After all the artifacts were removed, the archeological crew began the excavation of the ship itself. The hull was disassembled and sent to the Texas A&M University Conservation Research Laboratory, where the materials were cleaned and prepared for scholarly study. Over the last few years, the Texas Historical Commission has worked with seven museums along the Gulf Coast and in South Texas to display artifacts from the wreckage in a joint project called the La Salle Odyssey.

La Belle's hull gets a preservation treatment in 2004 at the Texas A&M Conservation Research Laboratory in College Station. (Photo Courtesy Texas Historical Commission)

La Belle’s hull gets a preservation treatment in 2004 at the Texas A&M Conservation Research Laboratory in College Station. (Photo Courtesy Texas Historical Commission)

At the Bullock, the timber-by-timber reassembly of La Belle is expected to take about seven months. In November 2015, the museum will open its newly renovated first floor, anchored by the ship and thousands of La Belle artifacts. The museum has also debuted a new movie, Shipwrecked, in its Texas Spirit Theater, chronicling the experience of a 10-year-old La Salle expedition survivor named Pierre Talon. Billed as a “4D” movie, Shipwrecked combines 3D visuals with sensory effects in the seating and theater environment.
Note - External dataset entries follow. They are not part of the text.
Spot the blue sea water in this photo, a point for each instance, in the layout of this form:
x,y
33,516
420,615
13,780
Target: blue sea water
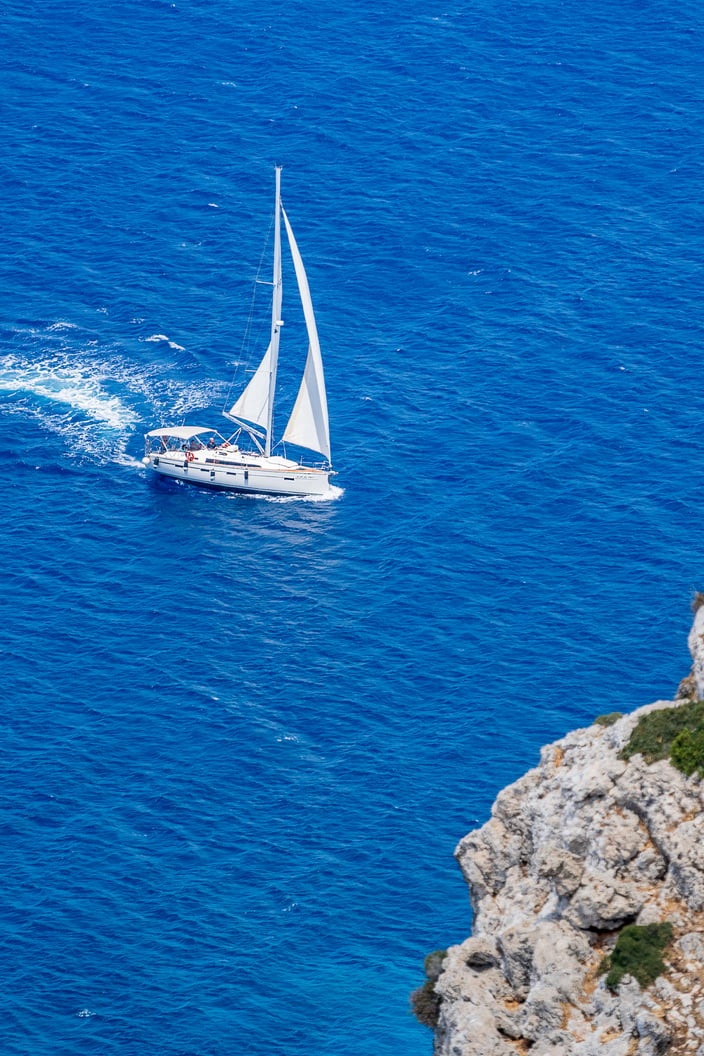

Historians disagree about the details of La Salle’s voyage. Did he purposely sail into Spanish territory seeking easy access to the silver mines of northern Mexico? Was he blown off course by Gulf storms and merely a victim of poor navigation? Or, as noted La Salle biographer Robert Weddle claimed, the French explorer could have been confused about the location of the Mississippi, based on faulty maps and his limited understanding of the Gulf’s geography.

Whatever the truth, the Spanish government took quick action when it learned that French colonists were intruding on New World territory Spain claimed as its own. The Spanish had previously shown little interest in the region in far northeastern Nueva España, but with a perceived French threat, they set about expanding the mission system in eastern and southern Texas. The consequences of these imperial rivalries would continue to influence the development of Texas for centuries to come.